What is a breaker in Elasticsearch

Elasticsearch: date_histogram of date_range with zero endpoints triggers a breaker

I encountered a very similar problem.

I have ~ 180 million documents from the last 4 years or so. Each document has a field that can range from a few days to a few years. When I do a on the date range, I always get buckets for each date in the range the documents are in, and there is no way to limit myself to a subset of those buckets.

If I query monthly, it doesn't matter, I just get more data back than I need (every month between the minimum month in the matching documents and the maximum month). However, a real problem arises when I aggregate on days. A query that I'm trying to display data for, say, 30 days actually includes all days in the range, which can be over 1500 buckets, one for each day in the range of the matching document (not my query scope). Most of the time, this times out Elasticsearch and I never get data back.

This problem prevents me from doing the -aggregation for -fields. If there was something like that could prevent the aggregation from looking at buckets that don't fall in the limited range, I think that would solve both my problem and the OP problem.


An example query I would run (using the same field name as the OP) would be something like this:

Since documents could be "active" today in 2016, the ES query generates all buckets from day one in the document area until today.

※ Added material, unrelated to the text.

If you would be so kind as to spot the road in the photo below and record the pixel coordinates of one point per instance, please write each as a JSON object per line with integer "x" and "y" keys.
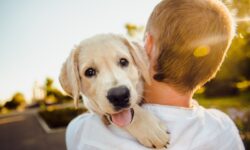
{"x": 22, "y": 131}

It feels like Elasticsearch could instruct not to aggregate buckets outside of the specified range, but the documentation states that it specifically does not. Either could start with this (break change) or we could introduce another field or something which would be a tough enforcement at aggregation time.

A script might be a good solution for this, but it seems that a field similar to this would make a little more sense for this type of aggregation. Or if there was a way to instruct bucket aggregations to ignore certain buckets at aggregation time (like a bucket selector aggregation that only runs before and not after aggregation), which is what happens with more than just this type of range histogram aggregation could be useful.